We dropped the car off at the VW dealership in Lakewood, and were able to pick it up 4 hours and $1000 later. That’s fun.
But the car trouble didn’t stop us from enjoying the full splendor of the city of Denver, Colorado. To be honest, I didn’t have high expectations for the city. In fact, I thought it was going to be full of hipsters and mountain men. I was right…but it turns out that’s not a terrible thing. In fact, Denver is extraordinarily cool. Anthony and I met up with his college buddy who works as a bar manager (as well as a number of other jobs). Adam graciously led us around the city, showing us a little peek into the everyday world of Denver.
Denver speaks to me. In particular, Denver speaks to my tummy. If you know me, you know I like some crazy food. Denver didn’t disappoint. First, we stopped off for lunch at an exotic sausage place called Biker Jim’s.
There’s a similar style place by where I live in Clarendon, but NOWHERE near as good. Anthony and I split:
Alaskan Reindeer Sausage w/ Cream Cheese & Caramelized Onions
Rattlesnake & Pheasant Sausage w/ Harissa Roasted Cactus, Malaysian Jam, Scallions, Cilantro & Onions (two ways)
Charred Tahini Cauliflower
Good Juju, a beer brewed with Ginger
It was refreshing drink, delicious food, and outstanding company. But the food and drink adventure didn’t stop there!
After a stop off at the Great Divide tap house for some of the best IPAs and stouts I’ve ever tasted (don’t worry, Guinness, your place is safe in my heart), our wonderful host took us to one of the most highly-rated bars in the whole US of A, Falling Rock Tap House. For a mere $7 I had the opportunity to taste a world renowned IPA on tap, Russian River Pliny the Elder.
After taking an afternoon nap fueled by early mornings and strong beer, I fulfilled a long-time dream…trying Rocky Mountain Oysters. In a moment of vacation brain, Anthony protested to eating them because he’s “allergic to oysters.” After a beat, a wave of embarrassment washed over his face as he realized that Rocky Mountain Oysters are actually bull testicles.
So what do balls taste like?

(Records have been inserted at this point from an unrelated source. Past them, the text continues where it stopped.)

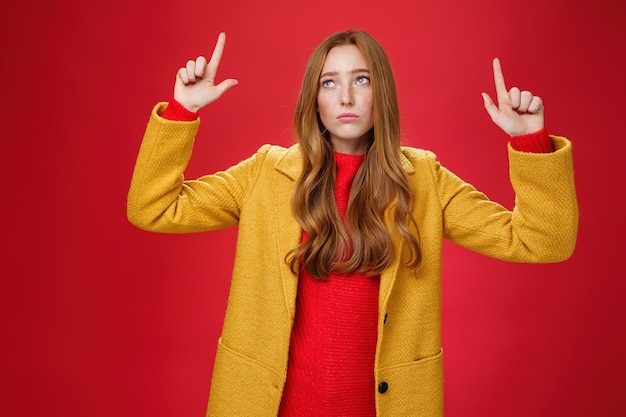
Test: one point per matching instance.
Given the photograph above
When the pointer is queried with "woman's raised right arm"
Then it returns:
(159, 198)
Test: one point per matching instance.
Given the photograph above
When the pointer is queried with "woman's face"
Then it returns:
(344, 99)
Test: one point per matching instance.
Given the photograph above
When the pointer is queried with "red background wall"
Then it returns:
(101, 319)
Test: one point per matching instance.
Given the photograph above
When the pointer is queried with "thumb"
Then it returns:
(226, 85)
(490, 106)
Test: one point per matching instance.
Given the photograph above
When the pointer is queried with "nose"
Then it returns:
(347, 98)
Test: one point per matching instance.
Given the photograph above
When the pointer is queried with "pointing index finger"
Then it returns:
(498, 77)
(216, 56)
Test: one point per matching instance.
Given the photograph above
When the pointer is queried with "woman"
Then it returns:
(334, 307)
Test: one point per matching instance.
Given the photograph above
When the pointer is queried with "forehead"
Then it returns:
(344, 57)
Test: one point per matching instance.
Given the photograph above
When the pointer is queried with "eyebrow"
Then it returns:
(354, 71)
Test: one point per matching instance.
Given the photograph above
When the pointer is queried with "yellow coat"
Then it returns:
(251, 362)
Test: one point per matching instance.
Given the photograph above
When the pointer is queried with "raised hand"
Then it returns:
(195, 83)
(517, 112)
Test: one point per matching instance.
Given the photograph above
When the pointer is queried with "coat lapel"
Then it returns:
(288, 230)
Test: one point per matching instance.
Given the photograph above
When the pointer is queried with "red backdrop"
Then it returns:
(101, 319)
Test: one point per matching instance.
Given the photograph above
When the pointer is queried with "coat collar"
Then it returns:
(290, 163)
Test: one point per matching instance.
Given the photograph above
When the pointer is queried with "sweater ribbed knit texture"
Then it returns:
(333, 340)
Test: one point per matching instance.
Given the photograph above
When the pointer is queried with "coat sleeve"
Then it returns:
(543, 225)
(161, 200)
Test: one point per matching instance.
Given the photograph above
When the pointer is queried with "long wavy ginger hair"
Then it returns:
(361, 243)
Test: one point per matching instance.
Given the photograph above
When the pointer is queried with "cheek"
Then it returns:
(323, 108)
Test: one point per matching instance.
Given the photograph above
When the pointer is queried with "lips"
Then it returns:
(346, 117)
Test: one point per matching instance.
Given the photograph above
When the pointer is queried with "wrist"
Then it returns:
(176, 111)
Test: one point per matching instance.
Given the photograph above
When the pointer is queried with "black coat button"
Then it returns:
(383, 387)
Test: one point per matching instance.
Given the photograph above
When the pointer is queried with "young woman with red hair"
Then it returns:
(334, 307)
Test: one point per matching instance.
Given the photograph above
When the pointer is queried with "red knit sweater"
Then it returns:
(333, 339)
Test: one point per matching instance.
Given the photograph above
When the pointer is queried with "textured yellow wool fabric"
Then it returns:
(251, 361)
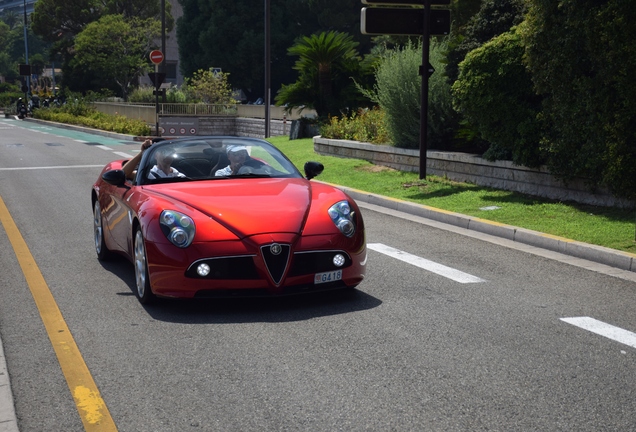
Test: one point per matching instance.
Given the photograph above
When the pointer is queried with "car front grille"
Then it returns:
(276, 258)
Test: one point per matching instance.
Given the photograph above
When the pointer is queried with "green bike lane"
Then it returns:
(90, 136)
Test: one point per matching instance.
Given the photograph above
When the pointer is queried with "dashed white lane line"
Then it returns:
(600, 328)
(433, 267)
(124, 155)
(51, 167)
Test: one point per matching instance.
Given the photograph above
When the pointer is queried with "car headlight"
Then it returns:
(341, 215)
(177, 227)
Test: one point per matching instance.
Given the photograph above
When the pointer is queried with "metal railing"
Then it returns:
(146, 111)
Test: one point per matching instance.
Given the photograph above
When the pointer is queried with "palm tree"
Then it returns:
(325, 61)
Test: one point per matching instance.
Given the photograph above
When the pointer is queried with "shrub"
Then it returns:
(398, 93)
(365, 125)
(78, 113)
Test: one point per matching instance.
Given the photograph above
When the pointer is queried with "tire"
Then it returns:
(143, 292)
(103, 253)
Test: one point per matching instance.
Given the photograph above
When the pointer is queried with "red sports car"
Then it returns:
(224, 216)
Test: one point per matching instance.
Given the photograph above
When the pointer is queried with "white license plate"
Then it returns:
(328, 277)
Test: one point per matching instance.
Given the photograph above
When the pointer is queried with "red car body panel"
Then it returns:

Actually, not much different than veal! I’m going to have to look for a place close by to D.C. to try them because boy-oh-boy those things were good.
We hopped over to a pizza place in downtown Denver for dinner. After devouring a charcuterie plate and an entire pizza, we headed back to Adam’s place to crash and prepare for our journey to Jefferson City, MO.